Docker
Jar File
Java
Error Handling
Containerization

Docker unable to access jar file

Master System Design with Codemia

Enhance your system design skills with over 120 practice problems, detailed solutions, and hands-on exercises.

Introduction

The error "Unable to access jarfile" in Docker usually means the container process is pointing at a path that does not exist inside the image. The fix is rarely about Java itself; it is usually about build context, COPY, WORKDIR, or the command used to start the container.

Understand Which Filesystem You Are In

A container does not see your host paths unless you copy files into the image or mount them at runtime. This is the source of most confusion.

If your JAR lives at target/app.jar on the host, that path does not automatically exist in the container. Docker only sees what the image contains after COPY and what you explicitly mount with -v or --mount.

A correct minimal Dockerfile often looks like this.

dockerfile
1FROM eclipse-temurin:21-jre
2WORKDIR /app
3COPY target/myapp.jar app.jar
4ENTRYPOINT ["java", "-jar", "/app/app.jar"]

Build and run it like this.

bash
docker build -t myapp .
docker run --rm -p 8080:8080 myapp

The Most Common Failure Modes

The first failure mode is copying the wrong file. Many Java builds produce versioned names such as myapp-1.0.0.jar, while the Dockerfile expects myapp.jar.

The second is using a relative path in ENTRYPOINT without setting WORKDIR correctly.

The third is bind-mounting a host directory over the application directory and accidentally hiding the JAR that was baked into the image.

For example, this run command can shadow /app/app.jar if the mounted directory does not contain it.

bash
docker run --rm -v "$PWD:/app" myapp

Inside the container, /app is now the host directory, not the directory from the image layer.

A Reliable Debugging Sequence

When the startup command fails, inspect the image directly instead of guessing.

bash
1docker run --rm -it --entrypoint sh myapp
2pwd
3ls -la
4ls -la /app

If the JAR is missing, the problem is in the image build. If the JAR exists but Java still fails, check the exact filename and the startup command.

You can also inspect the image metadata.

bash
docker image inspect myapp --format '{{json .Config.WorkingDir}}'
docker image inspect myapp --format '{{json .Config.Entrypoint}}'

Those two values quickly reveal whether Docker is starting from the directory you expect and whether the command points to the correct file.

Multi-Stage Builds Help

A common production setup builds the JAR in one stage and runs it in a smaller runtime image.

dockerfile
1FROM maven:3.9.9-eclipse-temurin-21 AS build
2WORKDIR /src
3COPY pom.xml .
4COPY src ./src
5RUN mvn -q -DskipTests package
6
7FROM eclipse-temurin:21-jre
8WORKDIR /app
9COPY --from=build /src/target/*.jar app.jar
10ENTRYPOINT ["java", "-jar", "/app/app.jar"]

This avoids depending on a host-side target directory and makes the image build reproducible in CI.

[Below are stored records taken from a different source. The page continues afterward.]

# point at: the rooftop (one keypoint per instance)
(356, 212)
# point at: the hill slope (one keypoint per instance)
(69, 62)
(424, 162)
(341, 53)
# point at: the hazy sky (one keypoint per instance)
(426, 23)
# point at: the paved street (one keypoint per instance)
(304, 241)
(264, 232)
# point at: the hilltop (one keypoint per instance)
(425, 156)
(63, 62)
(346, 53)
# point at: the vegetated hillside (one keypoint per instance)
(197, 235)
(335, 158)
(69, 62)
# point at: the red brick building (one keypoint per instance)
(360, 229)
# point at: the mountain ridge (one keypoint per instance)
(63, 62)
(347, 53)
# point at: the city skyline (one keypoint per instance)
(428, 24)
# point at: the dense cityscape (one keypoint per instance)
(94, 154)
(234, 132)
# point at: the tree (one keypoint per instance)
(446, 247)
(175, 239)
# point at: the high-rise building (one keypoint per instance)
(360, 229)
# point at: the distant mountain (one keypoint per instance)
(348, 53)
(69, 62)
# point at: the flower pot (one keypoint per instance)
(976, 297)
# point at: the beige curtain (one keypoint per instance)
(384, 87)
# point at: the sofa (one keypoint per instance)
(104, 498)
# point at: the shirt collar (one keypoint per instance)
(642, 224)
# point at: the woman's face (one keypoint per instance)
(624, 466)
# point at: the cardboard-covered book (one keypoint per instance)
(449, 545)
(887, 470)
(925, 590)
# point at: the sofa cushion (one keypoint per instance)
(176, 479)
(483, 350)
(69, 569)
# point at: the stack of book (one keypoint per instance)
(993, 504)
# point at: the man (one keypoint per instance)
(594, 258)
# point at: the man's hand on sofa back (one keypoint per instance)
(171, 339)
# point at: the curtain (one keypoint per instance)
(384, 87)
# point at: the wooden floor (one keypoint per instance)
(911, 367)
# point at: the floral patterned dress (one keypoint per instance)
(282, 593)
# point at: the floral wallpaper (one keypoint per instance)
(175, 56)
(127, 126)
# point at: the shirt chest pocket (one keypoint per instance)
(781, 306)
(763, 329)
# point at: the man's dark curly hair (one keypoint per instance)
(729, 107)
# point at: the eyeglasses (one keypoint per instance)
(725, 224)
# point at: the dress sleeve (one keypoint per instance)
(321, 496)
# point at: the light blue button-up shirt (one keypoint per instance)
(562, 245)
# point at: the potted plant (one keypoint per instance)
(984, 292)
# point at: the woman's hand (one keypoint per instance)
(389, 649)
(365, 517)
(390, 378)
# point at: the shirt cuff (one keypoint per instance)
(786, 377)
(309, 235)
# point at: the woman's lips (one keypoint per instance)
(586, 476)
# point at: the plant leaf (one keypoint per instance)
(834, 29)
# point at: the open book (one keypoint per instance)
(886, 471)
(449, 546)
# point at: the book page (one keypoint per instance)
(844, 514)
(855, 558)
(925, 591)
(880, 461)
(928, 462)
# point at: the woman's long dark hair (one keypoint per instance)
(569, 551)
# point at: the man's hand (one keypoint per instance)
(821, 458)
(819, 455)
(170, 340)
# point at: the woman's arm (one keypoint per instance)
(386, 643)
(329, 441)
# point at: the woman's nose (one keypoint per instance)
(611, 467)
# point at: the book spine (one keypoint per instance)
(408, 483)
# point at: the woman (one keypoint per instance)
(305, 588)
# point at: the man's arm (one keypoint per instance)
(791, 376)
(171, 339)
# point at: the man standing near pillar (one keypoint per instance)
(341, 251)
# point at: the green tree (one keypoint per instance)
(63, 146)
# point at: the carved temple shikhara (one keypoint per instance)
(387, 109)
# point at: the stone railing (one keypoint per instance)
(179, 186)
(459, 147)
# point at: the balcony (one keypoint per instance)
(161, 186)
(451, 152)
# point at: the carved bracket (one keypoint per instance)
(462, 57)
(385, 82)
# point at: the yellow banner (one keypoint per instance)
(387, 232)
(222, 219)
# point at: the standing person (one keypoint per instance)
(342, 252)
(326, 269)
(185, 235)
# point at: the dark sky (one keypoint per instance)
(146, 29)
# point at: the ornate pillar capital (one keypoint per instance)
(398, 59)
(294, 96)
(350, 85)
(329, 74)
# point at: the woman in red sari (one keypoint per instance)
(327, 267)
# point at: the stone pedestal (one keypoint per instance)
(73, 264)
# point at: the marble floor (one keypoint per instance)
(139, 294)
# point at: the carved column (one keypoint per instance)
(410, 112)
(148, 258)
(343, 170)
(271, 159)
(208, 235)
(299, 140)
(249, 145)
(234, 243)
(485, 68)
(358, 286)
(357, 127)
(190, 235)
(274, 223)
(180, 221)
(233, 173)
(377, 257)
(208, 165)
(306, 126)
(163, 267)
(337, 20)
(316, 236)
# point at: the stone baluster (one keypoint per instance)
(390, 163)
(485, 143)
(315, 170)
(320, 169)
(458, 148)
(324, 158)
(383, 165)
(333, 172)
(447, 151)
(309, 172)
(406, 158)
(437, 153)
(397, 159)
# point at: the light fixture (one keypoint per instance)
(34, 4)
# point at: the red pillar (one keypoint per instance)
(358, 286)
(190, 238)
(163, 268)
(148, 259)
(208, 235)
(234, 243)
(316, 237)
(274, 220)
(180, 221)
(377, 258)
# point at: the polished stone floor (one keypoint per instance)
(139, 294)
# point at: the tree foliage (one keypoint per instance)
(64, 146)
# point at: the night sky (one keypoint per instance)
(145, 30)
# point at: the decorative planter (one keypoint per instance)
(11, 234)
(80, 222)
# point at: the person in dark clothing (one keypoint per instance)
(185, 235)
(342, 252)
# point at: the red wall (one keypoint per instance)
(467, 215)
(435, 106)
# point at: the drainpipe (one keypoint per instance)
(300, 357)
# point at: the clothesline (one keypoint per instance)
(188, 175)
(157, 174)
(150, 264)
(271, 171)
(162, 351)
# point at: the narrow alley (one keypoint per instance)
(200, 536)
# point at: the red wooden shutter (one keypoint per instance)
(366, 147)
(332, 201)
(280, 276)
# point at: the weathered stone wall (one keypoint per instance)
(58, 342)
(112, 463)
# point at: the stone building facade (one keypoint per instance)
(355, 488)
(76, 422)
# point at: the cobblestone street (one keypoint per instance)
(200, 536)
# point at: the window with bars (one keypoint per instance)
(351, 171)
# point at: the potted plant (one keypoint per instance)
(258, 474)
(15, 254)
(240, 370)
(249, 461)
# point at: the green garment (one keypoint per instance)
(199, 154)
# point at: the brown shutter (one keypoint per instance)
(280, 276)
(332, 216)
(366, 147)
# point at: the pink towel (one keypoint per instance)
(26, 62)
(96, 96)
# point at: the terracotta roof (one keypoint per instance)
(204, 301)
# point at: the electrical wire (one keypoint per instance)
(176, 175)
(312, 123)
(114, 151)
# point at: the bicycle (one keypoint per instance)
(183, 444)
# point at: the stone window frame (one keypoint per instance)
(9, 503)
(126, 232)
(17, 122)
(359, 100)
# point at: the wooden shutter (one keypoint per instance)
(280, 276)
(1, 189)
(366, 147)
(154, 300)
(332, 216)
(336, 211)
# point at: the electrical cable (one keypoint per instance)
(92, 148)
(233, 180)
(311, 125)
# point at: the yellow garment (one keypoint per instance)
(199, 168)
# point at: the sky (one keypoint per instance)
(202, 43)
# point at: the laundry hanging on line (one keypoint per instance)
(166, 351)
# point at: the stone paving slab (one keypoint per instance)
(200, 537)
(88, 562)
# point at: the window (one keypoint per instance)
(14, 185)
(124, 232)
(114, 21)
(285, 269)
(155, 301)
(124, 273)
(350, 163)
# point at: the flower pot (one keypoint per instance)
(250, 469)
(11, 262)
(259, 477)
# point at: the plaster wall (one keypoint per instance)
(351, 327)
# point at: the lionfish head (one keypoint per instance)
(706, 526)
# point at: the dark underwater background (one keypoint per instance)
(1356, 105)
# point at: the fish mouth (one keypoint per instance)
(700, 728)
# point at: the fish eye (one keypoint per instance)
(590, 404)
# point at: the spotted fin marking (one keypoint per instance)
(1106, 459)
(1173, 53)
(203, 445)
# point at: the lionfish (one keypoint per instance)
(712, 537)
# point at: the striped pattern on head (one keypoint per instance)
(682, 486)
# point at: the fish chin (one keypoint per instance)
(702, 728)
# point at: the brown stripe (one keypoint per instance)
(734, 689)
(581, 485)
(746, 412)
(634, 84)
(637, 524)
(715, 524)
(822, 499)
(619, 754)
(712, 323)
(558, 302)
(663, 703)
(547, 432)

Path and Permission Checks

If the file exists but access still fails, verify that the container user can read it.

dockerfile
1FROM eclipse-temurin:21-jre
2WORKDIR /app
3COPY --chown=1000:1000 target/myapp.jar app.jar
4USER 1000
5ENTRYPOINT ["java", "-jar", "/app/app.jar"]

Read permission problems are less common than path mistakes, but they do happen in hardened images.

Common Pitfalls

The biggest mistake is assuming the host build output is automatically available inside the container.

Another mistake is using shell-form commands such as ENTRYPOINT java -jar app.jar and then debugging quoting issues that disappear when you use exec form.

A third problem is mounting over the directory that already contains the JAR. That can make a previously correct image fail only in local development.

Finally, do not skip interactive inspection. A 30-second ls inside the container is usually more useful than reading the Dockerfile ten times.

Summary

  • "Unable to access jarfile" is usually a path problem, not a Java problem.
  • Use COPY, WORKDIR, and ENTRYPOINT so the JAR path is explicit.
  • Remember that host paths and container paths are different filesystems.
  • Check for bind mounts that hide files copied into the image.
  • Inspect the running image with docker run --entrypoint sh when in doubt.
  • Multi-stage builds make Java container images more predictable.